Как бы ей этого ни хотелось. Она все же боялась, что, если беседа будет проходить один на один, Джеймс, излагая свою позицию, может причинить боль Дезмонду. И тому нужна будет моральная поддержка.
— Что тебя держит? Неужели ты думаешь, что без тебя здесь не справятся? — спросила Стелла с укоризной.
— Вы же сами учили меня правилам этикета. Я не могу оставить гостей. Это неприлично.
— Позвольте с вами не согласиться, милая девушка. Стефани обслуживает всякие приемы, и для нее пара пустяков согреть закуски, если понадобится. Я правильно говорю? — Стелла поймала за руку проходившую мимо Стефани.
— Вы о чем? — спросила миловидная блондинка.
— Да о том, чтобы держать оборону, пока Реджина будет в больнице рядом с Дезмондом.
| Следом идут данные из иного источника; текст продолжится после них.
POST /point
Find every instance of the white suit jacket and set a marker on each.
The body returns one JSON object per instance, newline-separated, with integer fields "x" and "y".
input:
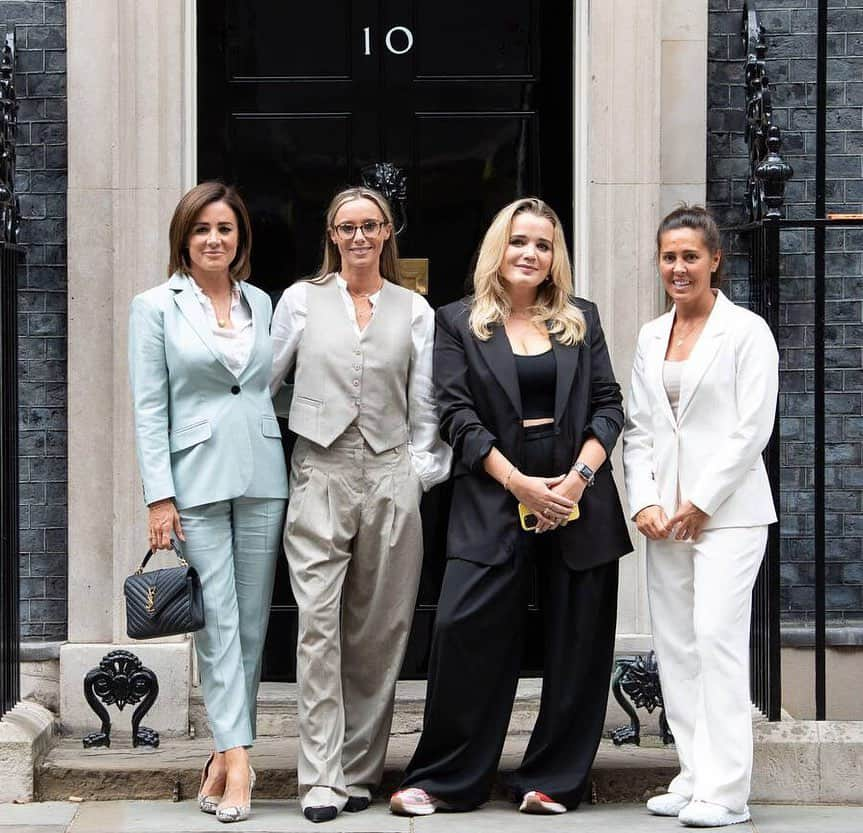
{"x": 725, "y": 416}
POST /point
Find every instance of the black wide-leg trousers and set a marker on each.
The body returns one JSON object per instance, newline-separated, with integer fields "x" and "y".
{"x": 473, "y": 674}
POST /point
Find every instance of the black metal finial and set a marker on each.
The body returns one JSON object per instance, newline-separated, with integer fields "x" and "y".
{"x": 768, "y": 171}
{"x": 9, "y": 213}
{"x": 120, "y": 680}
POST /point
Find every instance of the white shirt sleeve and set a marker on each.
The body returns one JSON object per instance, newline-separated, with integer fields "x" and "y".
{"x": 430, "y": 455}
{"x": 286, "y": 329}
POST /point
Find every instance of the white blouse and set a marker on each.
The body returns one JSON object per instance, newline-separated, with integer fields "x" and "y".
{"x": 234, "y": 343}
{"x": 671, "y": 374}
{"x": 430, "y": 455}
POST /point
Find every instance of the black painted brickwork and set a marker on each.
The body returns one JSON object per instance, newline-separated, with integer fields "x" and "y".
{"x": 40, "y": 30}
{"x": 791, "y": 27}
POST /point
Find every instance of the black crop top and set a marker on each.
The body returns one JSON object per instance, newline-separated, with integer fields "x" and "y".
{"x": 537, "y": 380}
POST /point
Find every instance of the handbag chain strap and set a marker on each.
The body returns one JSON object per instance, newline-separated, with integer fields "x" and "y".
{"x": 151, "y": 552}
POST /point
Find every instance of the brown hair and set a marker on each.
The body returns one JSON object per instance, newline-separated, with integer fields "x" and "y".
{"x": 389, "y": 260}
{"x": 700, "y": 219}
{"x": 191, "y": 204}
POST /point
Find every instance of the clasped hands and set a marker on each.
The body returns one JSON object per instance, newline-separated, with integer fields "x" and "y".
{"x": 686, "y": 525}
{"x": 549, "y": 498}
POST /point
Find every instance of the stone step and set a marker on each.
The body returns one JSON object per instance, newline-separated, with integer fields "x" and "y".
{"x": 277, "y": 710}
{"x": 626, "y": 773}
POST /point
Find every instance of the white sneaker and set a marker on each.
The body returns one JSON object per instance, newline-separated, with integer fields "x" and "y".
{"x": 415, "y": 801}
{"x": 540, "y": 804}
{"x": 705, "y": 814}
{"x": 669, "y": 804}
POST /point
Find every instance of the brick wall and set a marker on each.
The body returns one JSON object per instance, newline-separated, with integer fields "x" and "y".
{"x": 791, "y": 27}
{"x": 40, "y": 30}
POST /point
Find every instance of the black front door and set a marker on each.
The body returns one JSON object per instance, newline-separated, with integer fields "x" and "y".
{"x": 472, "y": 99}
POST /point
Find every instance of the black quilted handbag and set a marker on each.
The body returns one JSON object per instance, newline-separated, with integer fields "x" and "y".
{"x": 163, "y": 602}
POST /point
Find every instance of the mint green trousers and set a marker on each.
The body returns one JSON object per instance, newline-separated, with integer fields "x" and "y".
{"x": 233, "y": 544}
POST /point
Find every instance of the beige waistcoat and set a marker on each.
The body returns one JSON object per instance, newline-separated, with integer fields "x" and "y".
{"x": 344, "y": 378}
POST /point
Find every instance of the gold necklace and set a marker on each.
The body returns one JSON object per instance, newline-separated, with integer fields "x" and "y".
{"x": 355, "y": 294}
{"x": 222, "y": 320}
{"x": 679, "y": 339}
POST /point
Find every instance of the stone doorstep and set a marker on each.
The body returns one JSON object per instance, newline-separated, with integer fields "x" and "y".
{"x": 796, "y": 762}
{"x": 26, "y": 733}
{"x": 277, "y": 710}
{"x": 620, "y": 774}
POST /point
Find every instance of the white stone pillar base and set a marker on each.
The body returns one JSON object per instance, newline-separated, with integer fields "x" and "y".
{"x": 25, "y": 737}
{"x": 169, "y": 716}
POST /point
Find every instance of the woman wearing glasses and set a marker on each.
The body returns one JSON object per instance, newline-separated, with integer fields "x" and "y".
{"x": 360, "y": 346}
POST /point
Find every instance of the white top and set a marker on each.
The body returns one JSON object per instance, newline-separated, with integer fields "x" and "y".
{"x": 431, "y": 457}
{"x": 235, "y": 343}
{"x": 671, "y": 373}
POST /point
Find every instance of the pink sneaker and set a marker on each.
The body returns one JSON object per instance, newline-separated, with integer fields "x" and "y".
{"x": 415, "y": 802}
{"x": 540, "y": 804}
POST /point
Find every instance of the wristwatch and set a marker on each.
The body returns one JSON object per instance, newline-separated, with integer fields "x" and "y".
{"x": 584, "y": 471}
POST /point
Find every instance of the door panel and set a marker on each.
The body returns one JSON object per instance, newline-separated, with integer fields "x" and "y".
{"x": 473, "y": 100}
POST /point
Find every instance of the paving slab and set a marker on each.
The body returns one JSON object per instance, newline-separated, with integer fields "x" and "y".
{"x": 497, "y": 817}
{"x": 37, "y": 814}
{"x": 788, "y": 818}
{"x": 184, "y": 817}
{"x": 28, "y": 828}
{"x": 627, "y": 773}
{"x": 273, "y": 816}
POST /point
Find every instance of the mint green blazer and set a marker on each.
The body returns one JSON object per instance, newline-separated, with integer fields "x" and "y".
{"x": 203, "y": 434}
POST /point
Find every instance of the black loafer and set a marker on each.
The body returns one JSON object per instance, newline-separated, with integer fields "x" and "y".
{"x": 325, "y": 813}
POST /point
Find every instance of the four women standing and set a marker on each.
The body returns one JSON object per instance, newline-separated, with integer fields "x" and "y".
{"x": 528, "y": 401}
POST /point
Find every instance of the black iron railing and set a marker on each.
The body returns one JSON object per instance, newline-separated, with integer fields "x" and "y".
{"x": 768, "y": 174}
{"x": 9, "y": 253}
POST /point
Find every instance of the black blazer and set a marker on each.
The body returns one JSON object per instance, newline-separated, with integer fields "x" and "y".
{"x": 480, "y": 407}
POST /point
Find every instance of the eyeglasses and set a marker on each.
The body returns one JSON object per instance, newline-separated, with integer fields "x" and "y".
{"x": 369, "y": 228}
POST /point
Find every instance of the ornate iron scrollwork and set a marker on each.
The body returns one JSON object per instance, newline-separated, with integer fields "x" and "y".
{"x": 9, "y": 213}
{"x": 392, "y": 182}
{"x": 638, "y": 678}
{"x": 768, "y": 171}
{"x": 120, "y": 680}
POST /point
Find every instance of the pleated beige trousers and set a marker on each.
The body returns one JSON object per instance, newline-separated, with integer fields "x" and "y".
{"x": 353, "y": 538}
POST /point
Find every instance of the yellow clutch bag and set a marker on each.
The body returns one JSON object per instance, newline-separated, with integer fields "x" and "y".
{"x": 529, "y": 519}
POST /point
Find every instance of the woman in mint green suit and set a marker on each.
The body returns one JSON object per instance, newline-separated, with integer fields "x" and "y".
{"x": 211, "y": 460}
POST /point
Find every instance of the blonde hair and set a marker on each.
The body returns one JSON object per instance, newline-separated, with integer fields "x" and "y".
{"x": 389, "y": 260}
{"x": 553, "y": 307}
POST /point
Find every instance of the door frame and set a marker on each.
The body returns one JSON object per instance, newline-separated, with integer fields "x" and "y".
{"x": 581, "y": 123}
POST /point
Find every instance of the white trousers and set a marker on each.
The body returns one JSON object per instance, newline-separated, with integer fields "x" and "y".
{"x": 700, "y": 598}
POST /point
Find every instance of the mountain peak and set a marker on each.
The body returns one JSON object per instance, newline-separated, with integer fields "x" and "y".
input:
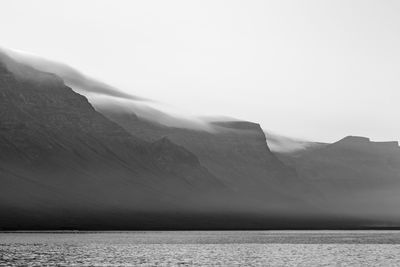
{"x": 354, "y": 139}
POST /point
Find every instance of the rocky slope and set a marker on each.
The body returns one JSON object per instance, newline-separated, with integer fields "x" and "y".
{"x": 357, "y": 176}
{"x": 63, "y": 163}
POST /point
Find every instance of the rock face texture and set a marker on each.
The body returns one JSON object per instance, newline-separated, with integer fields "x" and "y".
{"x": 357, "y": 177}
{"x": 234, "y": 151}
{"x": 67, "y": 163}
{"x": 63, "y": 163}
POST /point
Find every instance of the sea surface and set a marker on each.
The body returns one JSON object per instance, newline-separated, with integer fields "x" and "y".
{"x": 201, "y": 248}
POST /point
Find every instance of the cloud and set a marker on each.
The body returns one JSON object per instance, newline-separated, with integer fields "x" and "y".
{"x": 73, "y": 78}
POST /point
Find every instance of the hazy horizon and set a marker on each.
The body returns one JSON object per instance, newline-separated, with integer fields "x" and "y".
{"x": 313, "y": 70}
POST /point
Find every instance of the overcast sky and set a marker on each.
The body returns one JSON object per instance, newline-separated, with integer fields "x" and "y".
{"x": 318, "y": 70}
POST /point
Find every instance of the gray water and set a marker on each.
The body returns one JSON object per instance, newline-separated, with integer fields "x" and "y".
{"x": 202, "y": 248}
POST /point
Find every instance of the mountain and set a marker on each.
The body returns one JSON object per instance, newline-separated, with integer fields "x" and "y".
{"x": 62, "y": 163}
{"x": 357, "y": 177}
{"x": 79, "y": 154}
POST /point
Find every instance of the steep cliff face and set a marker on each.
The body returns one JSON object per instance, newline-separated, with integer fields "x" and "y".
{"x": 357, "y": 176}
{"x": 234, "y": 151}
{"x": 63, "y": 163}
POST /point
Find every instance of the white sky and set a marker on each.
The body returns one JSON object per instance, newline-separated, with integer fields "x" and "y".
{"x": 318, "y": 70}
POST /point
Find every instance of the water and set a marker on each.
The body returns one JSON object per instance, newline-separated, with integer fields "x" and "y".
{"x": 201, "y": 248}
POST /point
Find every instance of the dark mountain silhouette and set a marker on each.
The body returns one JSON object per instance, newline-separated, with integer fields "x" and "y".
{"x": 234, "y": 151}
{"x": 357, "y": 177}
{"x": 62, "y": 162}
{"x": 69, "y": 163}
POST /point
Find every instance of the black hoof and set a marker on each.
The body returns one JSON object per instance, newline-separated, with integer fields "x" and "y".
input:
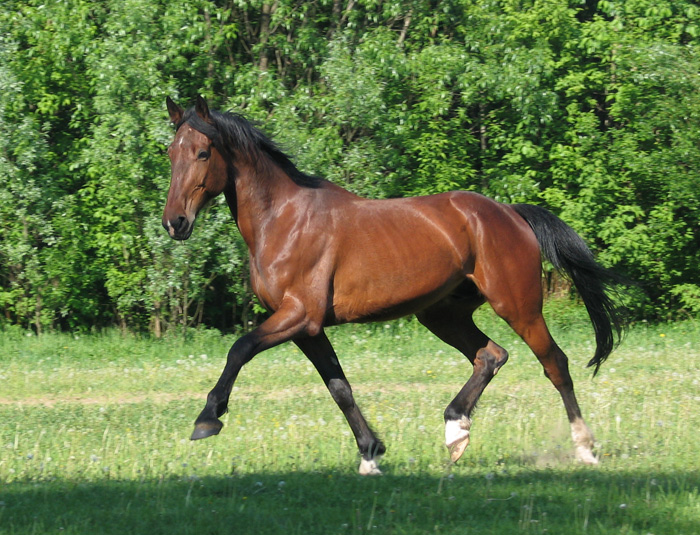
{"x": 206, "y": 429}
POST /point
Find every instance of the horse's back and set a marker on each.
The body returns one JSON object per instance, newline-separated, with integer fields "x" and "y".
{"x": 394, "y": 257}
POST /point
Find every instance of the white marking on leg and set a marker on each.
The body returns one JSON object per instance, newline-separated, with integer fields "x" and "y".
{"x": 370, "y": 467}
{"x": 457, "y": 436}
{"x": 583, "y": 441}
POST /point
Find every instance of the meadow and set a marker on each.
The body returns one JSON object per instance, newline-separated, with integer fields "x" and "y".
{"x": 94, "y": 437}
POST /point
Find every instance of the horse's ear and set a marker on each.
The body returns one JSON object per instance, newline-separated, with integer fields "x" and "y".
{"x": 174, "y": 110}
{"x": 201, "y": 108}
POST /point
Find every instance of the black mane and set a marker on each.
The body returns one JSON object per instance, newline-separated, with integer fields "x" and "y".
{"x": 232, "y": 132}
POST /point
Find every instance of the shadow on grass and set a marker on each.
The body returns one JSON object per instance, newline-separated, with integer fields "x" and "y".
{"x": 578, "y": 501}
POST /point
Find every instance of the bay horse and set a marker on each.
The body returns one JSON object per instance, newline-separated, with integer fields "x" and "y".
{"x": 322, "y": 256}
— Конечно! — Стефани махнула рукой. — Поезжай и ни о чем не беспокойся.
— Но…
— А пока Стефани займется едой, Мэгги побудет за хозяйку. Ты не возражаешь? — Она пихнула в бок Мэгги, стоявшую поодаль. — Я сама справилась бы с этой ролью, но меня уже зовут.
Она повернулась и послала воздушный поцелуй Дику.
— Иду-иду! — крикнула она мужчине, который сидел в углу и постукивал рукой по подлокотнику кресла, подзывая Стеллу.
Мэгги прищелкнула языком.
— Не беспокойтесь. Я справлюсь, — сказала она Стелле и Реджине.
Та посмотрела вокруг и решила, что может спокойно отлучиться на час. Здесь все будет в порядке.
А Дезмонд, возможно, переживает эмоциональный стресс. Обрадуется ли он ее появлению? Или попросит ее удалиться?
Получасом позднее Реджина вошла в больницу и, спросив номер палаты, поднялась на нужный этаж. Она вошла в небольшой холл перед открытой дверью в палату и остановилась. Дезмонд сидел на стуле рядом с кроватью, склонившись над человеком, которого он называл отцом.
Обстановка в палате показалась Реджине напряженной. Она никак не могла проглотить возникший комок в горле, сердце забилось сильнее, и ее охватило тревожное предчувствие. Что у Дезмонда сейчас происходит в душе? Хотя ей хотелось подойти к нему и взять за руку, она понимала, что лучше ему не мешать. Поэтому она осталась в слабо освещенном холле перед палатой, решив дождаться, когда закончится разговор.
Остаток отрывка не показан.